Mr. Bush said the actions would be “consistent” with the principles set out in a communiqué issued over the weekend by Canada and the other Group of Seven countries.
“America will continue to work closely with the other nations to co-ordinate our response to this global financial crisis,” Mr. Bush said after a meeting at the White House with Italian Prime Minister Silvio Berlusconi.
Finance Minister Jim Flaherty likewise hinted that Ottawa may do more to shore up Canada's banks. In a statement, he said he would take “whatever steps are necessary” to make sure Canadian financial institutions aren't put at competitive disadvantage to foreign rivals.
Canada currently insures deposits up to $100,000. Large depositors could move their cash to banks in the United States and elsewhere unless Ottawa keeps pace.

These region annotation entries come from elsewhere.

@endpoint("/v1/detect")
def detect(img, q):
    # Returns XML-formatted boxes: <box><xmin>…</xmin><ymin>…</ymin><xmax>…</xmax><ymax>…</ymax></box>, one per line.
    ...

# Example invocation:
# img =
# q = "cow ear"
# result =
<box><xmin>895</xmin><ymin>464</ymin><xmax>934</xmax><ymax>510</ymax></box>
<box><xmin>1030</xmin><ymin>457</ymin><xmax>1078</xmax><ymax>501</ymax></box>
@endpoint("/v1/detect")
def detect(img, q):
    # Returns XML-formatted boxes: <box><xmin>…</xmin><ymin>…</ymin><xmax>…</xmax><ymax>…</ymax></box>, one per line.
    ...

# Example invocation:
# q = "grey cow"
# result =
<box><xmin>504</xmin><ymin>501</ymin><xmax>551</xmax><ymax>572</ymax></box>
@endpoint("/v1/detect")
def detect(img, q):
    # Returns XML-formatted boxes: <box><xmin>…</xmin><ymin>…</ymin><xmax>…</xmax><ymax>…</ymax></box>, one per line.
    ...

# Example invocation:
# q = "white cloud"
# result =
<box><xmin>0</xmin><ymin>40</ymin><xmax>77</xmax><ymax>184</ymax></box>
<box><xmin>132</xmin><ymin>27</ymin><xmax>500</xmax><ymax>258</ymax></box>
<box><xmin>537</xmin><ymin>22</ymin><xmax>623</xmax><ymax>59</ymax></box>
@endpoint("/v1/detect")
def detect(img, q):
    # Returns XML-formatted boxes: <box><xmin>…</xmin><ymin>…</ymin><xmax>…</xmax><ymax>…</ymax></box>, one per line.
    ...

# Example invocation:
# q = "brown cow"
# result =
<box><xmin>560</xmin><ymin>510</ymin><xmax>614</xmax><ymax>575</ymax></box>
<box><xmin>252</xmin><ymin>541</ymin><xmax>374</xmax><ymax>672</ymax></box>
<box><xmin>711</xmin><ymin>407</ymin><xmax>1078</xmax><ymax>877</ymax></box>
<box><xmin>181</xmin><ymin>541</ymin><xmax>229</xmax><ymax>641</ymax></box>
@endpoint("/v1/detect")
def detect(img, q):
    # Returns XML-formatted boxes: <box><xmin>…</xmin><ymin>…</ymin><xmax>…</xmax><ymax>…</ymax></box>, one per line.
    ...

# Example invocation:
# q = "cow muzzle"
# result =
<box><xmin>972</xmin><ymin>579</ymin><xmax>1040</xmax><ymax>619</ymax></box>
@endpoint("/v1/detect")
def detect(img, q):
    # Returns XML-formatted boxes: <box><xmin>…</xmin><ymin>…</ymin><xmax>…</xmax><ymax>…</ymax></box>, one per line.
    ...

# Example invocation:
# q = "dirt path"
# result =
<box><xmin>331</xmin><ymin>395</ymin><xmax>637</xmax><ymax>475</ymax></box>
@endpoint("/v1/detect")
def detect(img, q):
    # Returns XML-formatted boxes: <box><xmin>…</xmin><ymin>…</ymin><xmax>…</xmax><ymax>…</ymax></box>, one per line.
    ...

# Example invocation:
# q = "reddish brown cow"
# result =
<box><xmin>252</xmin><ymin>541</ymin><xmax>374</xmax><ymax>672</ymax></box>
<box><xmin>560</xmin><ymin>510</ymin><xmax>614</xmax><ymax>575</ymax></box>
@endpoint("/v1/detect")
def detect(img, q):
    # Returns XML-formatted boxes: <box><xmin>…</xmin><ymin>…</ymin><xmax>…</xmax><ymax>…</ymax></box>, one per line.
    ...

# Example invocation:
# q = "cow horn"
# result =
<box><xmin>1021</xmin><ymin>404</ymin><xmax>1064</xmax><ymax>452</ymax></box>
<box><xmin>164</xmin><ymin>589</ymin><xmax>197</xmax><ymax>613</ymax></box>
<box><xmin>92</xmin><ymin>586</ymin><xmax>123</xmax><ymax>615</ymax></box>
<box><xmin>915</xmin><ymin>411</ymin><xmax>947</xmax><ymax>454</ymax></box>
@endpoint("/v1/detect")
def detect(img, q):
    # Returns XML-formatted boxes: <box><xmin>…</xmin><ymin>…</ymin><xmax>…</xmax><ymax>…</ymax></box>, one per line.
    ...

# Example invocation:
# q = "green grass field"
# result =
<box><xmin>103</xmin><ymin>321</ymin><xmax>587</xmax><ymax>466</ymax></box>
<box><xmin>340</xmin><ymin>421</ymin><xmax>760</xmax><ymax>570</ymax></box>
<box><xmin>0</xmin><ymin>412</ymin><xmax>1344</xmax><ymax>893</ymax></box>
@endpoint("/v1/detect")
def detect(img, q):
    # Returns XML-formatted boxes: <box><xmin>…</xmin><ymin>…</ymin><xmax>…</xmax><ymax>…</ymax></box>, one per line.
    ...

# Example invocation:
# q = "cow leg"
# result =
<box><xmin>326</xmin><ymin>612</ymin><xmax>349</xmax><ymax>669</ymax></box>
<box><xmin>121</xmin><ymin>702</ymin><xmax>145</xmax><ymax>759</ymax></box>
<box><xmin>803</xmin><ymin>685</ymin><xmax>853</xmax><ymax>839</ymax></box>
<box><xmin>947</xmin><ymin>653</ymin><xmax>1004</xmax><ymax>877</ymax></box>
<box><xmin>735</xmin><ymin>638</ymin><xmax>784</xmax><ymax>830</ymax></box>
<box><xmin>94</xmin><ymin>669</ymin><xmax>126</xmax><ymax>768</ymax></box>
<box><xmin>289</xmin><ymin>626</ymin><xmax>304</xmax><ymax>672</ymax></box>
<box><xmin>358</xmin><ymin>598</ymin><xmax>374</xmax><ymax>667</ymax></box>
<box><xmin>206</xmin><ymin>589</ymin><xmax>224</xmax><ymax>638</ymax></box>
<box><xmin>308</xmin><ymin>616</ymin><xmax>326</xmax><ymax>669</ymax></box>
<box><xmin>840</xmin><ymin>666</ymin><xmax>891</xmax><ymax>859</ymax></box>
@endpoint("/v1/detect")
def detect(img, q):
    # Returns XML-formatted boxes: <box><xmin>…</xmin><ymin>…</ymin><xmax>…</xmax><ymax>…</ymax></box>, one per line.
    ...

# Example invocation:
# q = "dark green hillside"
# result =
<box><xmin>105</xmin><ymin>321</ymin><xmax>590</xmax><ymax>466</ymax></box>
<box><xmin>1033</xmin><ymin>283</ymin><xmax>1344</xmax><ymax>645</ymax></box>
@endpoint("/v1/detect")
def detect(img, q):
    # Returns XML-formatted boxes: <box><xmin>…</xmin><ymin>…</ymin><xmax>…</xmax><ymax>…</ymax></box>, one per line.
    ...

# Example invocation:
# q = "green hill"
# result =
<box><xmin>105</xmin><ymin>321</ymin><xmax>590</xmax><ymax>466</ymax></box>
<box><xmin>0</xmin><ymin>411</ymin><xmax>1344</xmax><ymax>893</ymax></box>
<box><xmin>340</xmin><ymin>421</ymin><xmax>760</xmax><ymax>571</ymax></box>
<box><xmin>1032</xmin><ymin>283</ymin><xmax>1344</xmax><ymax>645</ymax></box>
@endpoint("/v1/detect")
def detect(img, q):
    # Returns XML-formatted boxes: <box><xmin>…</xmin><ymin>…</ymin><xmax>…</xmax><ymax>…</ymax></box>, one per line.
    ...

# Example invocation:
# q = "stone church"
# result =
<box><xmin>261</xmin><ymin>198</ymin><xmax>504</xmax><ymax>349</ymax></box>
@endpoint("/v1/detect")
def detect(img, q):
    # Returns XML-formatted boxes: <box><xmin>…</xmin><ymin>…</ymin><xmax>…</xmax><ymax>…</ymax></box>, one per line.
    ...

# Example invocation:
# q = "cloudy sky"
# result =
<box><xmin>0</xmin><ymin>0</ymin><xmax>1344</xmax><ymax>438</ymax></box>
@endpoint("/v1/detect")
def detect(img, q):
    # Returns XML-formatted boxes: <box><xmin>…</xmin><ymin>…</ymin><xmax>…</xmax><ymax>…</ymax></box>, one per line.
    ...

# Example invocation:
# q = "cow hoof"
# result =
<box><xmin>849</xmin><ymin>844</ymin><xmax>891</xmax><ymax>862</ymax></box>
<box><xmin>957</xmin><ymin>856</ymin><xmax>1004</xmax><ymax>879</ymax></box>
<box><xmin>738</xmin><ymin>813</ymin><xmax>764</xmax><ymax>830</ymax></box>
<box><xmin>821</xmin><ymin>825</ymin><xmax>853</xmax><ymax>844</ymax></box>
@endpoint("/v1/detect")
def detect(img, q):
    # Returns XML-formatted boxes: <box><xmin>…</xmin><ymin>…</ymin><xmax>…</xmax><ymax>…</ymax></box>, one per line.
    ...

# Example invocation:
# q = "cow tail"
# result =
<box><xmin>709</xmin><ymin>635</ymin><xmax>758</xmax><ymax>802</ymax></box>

The revamped U.S. plan is expected to include a temporary guarantee of all bank deposits – up from the $250,000 (U.S.) cap in its original plan. That matches what most European countries have pledged.
Washington is also looking at guaranteeing new bank debt as well as all lending between banks.
“Europe has forced Washington's hand,” said analyst Donald Straszheim of Roth Capital Partners in Los Angeles. “The U.K. and many of the major EU countries are already proceeding with de facto nationalization of their banking systems and the direct infusion of capital.”
If the United States follows suit, it should “remove the credit markets' noose” and get interbank lending going again, Mr. Straszheim said.
Neel Kashkari, Mr. Paulson's newly appointed point man on the rescue, noted that the Treasury Department won't be limited in how it spends the $700-billion.
“Treasury worked hard with Congress to build in this flexibility because the one constant throughout the credit crisis has been its unpredictability,” said Mr. Kashkari, a 35-year-old former investment banker at Goldman Sachs, where Mr. Paulson was chief executive before joining the Bush administration.
“Our work is only beginning. A program as large and complex as this would normally take months – or even years – to establish. We don't have months or years.”
Several top Wall Street CEOs met Mr. Paulson in Washington to review the rescue, including Lloyd Blankfein of Goldman Sachs, John Mack of Morgan Stanley, Vikram Pandit of Citigroup, Jamie Dimon of JPMorgan Chase & Co. and Kenneth Lewis of Bank of America Corp.
They left the Treasury Department without talking to reporters.
Investors are feeling more optimistic than they have in days after a dramatic weekend when global financial authorities pledged extreme measures to deal with the crisis.
Adding to the positive mood, U.S. regulators approved a capital injection into troubled investment bank Morgan Stanley by Japan's Mitsubishi UFJ Financial Group Inc. As well, central banks in the United States and Europe said Monday they would inject as much U.S. dollar liquidity into the commercial banks as they needed, for as long as they need it. That had an instant impact on bank-to-bank lending rates, which have soared in recent weeks amid fears of a total financial meltdown.
It's not clear how countries will pay for all this. But the rescue plans keep coming.
Early Tuesday, Japan unveiled its plans to deal with the crisis, including a possible injection of public funds into regional banks, while Australia announced a $7.25-billion package to counter the slowdown. Tokyo share prices surged more than 12 per cent in the first day of trading after a holiday Monday, encouraged by gains on Wall Street and in Europe.